En cambio, algo la atraía con una fuerza irresistible: esa bicicleta pequeña que estaba en la esquina, junto a dos más grandes. Era de color rosa, brillante, decorada con mariposas.
Tenía un timbre con el que se podía hacer ¡din-din!, y adelante y atrás — dos pequeñas canastitas donde se podían guardar juguetes y otras cositas. Orisia dibujaba, pero en realidad solo pensaba en montar esa bicicleta… ¡lo deseaba con todo su corazón!
Nunca había tenido una así — tan bonita y colorida. Mamá siempre decía que una bicicleta era muy cara, y que cuando creciera, podría comprarse la que quisiera. Por ahora, podían alquilar una o ella podía pedirles a sus amiguitas del parque que le prestaran las suyas. Pero no era lo mismo. ¡Esas no eran suyas! Y ella quería tener la suya propia…
Y el deseo fue tan fuerte, que, mientras Sergio buscaba entre unos papeles alguna prueba sobre el uso de bicicletas en las ciudades, Orisia se deslizó en puntitas de pie hasta la esquinita… y se subió al milagro rosa.
Y sucedió, claro, totalmente por casualidad, que… ¡la niña comenzó a pedalear! Y andar en esa bici era simplemente maravilloso. La sala de conferencias era tan grande, que alcanzó a pedalear hasta casi llegar a la silla de su papá, y su mano, como por reflejo, tocó el timbre.
— ¡Din-din! — sonó justo frente a la nariz de Sergio Lozar. Él la miró, sorprendido, y vio a la niña sobre el triciclo, observándolo con sus grandes ojos azules, ingenuos.
— ¿¡Pero qué es esto!? — exclamó, alejando los papeles. — ¡Orisia, te dije que te quedaras quieta! ¡Que no interrumpieras! — rugió Sergio, tan fuerte que todos sus empleados se encogieron en sus sillas. Sabían que cuando el jefe se enfurecía, lo mejor era callar y desaparecer. Alejarse de su vista. — ¡Te dije que no tocaras nada! — continuó, irritado.
Ángela, sentada a un lado, frunció los labios con desprecio. Abiertamente disfrutaba ver a Sergio perder la paciencia. Verlo enfadado con esa niña que, vaya a saber de dónde había aparecido en su oficina.
Pero Orisia no sabía que cuando Sergio se enojaba, lo mejor era huir de inmediato.

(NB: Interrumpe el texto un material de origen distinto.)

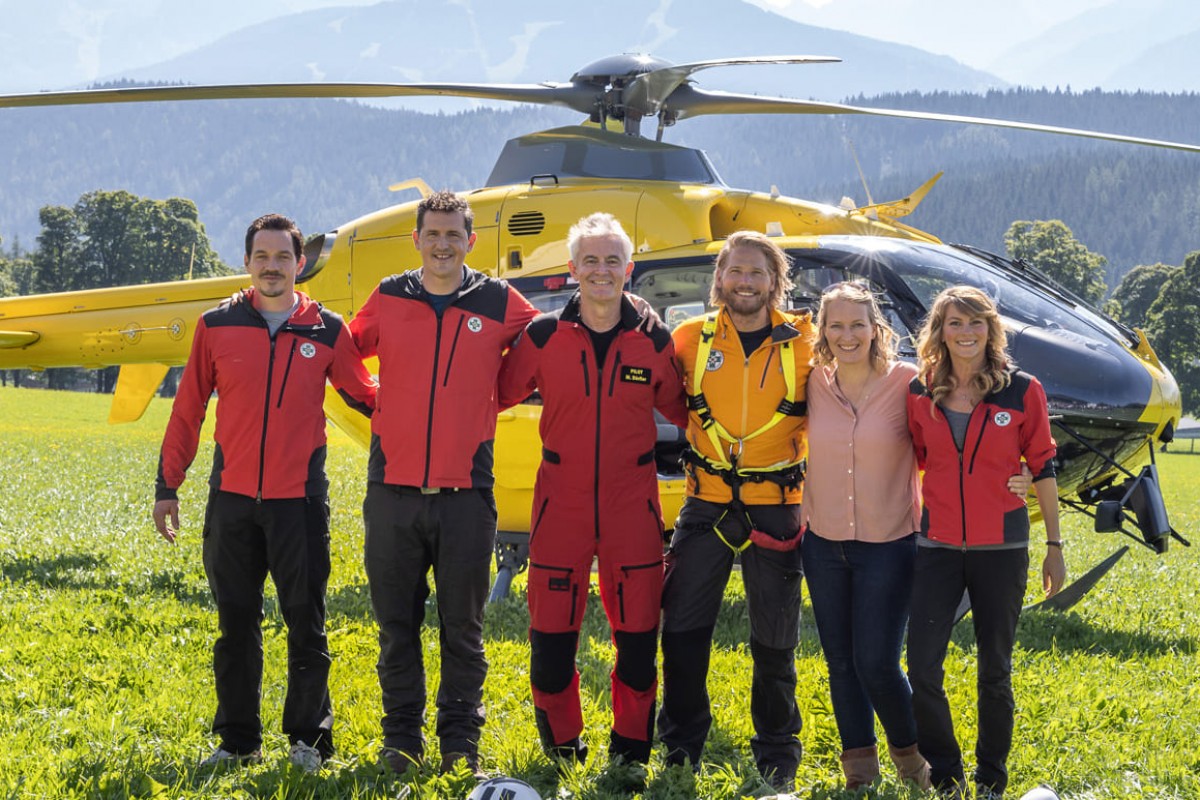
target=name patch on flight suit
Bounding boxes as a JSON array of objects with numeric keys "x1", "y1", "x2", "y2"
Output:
[{"x1": 620, "y1": 367, "x2": 650, "y2": 384}]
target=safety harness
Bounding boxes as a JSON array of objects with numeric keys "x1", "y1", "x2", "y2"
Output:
[{"x1": 683, "y1": 312, "x2": 808, "y2": 553}]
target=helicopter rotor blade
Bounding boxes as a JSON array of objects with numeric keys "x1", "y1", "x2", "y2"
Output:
[
  {"x1": 624, "y1": 55, "x2": 841, "y2": 116},
  {"x1": 0, "y1": 83, "x2": 596, "y2": 114},
  {"x1": 664, "y1": 85, "x2": 1200, "y2": 152}
]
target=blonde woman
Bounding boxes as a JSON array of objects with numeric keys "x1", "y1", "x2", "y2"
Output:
[
  {"x1": 908, "y1": 287, "x2": 1066, "y2": 800},
  {"x1": 800, "y1": 283, "x2": 930, "y2": 789}
]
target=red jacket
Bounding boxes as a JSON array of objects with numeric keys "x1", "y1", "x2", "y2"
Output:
[
  {"x1": 499, "y1": 293, "x2": 688, "y2": 537},
  {"x1": 155, "y1": 289, "x2": 376, "y2": 500},
  {"x1": 908, "y1": 369, "x2": 1057, "y2": 547},
  {"x1": 350, "y1": 267, "x2": 538, "y2": 488}
]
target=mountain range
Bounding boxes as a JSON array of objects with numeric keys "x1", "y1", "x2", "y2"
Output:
[{"x1": 7, "y1": 0, "x2": 1200, "y2": 100}]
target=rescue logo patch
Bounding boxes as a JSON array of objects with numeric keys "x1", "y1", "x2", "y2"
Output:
[{"x1": 620, "y1": 366, "x2": 650, "y2": 384}]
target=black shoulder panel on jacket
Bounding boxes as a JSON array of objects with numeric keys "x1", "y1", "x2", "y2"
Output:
[
  {"x1": 302, "y1": 308, "x2": 344, "y2": 348},
  {"x1": 526, "y1": 313, "x2": 558, "y2": 350},
  {"x1": 450, "y1": 276, "x2": 510, "y2": 323},
  {"x1": 203, "y1": 297, "x2": 266, "y2": 329},
  {"x1": 646, "y1": 327, "x2": 671, "y2": 353},
  {"x1": 379, "y1": 270, "x2": 425, "y2": 299}
]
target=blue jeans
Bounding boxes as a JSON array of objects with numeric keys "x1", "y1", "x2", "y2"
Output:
[{"x1": 800, "y1": 530, "x2": 917, "y2": 750}]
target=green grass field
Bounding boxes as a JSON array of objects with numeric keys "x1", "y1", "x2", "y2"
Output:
[{"x1": 0, "y1": 389, "x2": 1200, "y2": 799}]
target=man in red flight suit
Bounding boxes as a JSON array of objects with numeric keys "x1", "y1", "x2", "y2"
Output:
[
  {"x1": 499, "y1": 213, "x2": 686, "y2": 763},
  {"x1": 154, "y1": 213, "x2": 376, "y2": 771},
  {"x1": 350, "y1": 192, "x2": 538, "y2": 774}
]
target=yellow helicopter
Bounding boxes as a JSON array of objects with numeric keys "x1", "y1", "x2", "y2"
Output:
[{"x1": 0, "y1": 55, "x2": 1185, "y2": 596}]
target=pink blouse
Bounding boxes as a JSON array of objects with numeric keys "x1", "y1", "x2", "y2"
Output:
[{"x1": 802, "y1": 361, "x2": 920, "y2": 542}]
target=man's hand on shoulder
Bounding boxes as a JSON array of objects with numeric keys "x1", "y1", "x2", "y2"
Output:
[{"x1": 154, "y1": 500, "x2": 179, "y2": 545}]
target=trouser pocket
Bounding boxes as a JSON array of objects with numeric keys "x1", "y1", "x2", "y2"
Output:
[{"x1": 529, "y1": 561, "x2": 587, "y2": 633}]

Así que simplemente dijo:
— Solo quería comprobar si de verdad era tan genial como ustedes decían… — dijo, mirándolo con total inocencia.
— Ajá… ¿Y sabes cuánto cuesta? — Sergio se frotó la cara, agotado. — Valentina Pavlivna, ¡lleve a esta niña a otra parte! Nos interrumpe la reunión. Te pedí que te quedaras tranquila dibujando. ¿Por qué no me obedeces?
La secretaria, que ya llevaba rato parada a un lado, asintió y le tomó la mano a Orisia. La niña acababa de bajarse de la bicicleta y ahora estaba con la cabecita baja.
— Pero… yo inventé un anuncio… — murmuró la niña, sin levantar la vista...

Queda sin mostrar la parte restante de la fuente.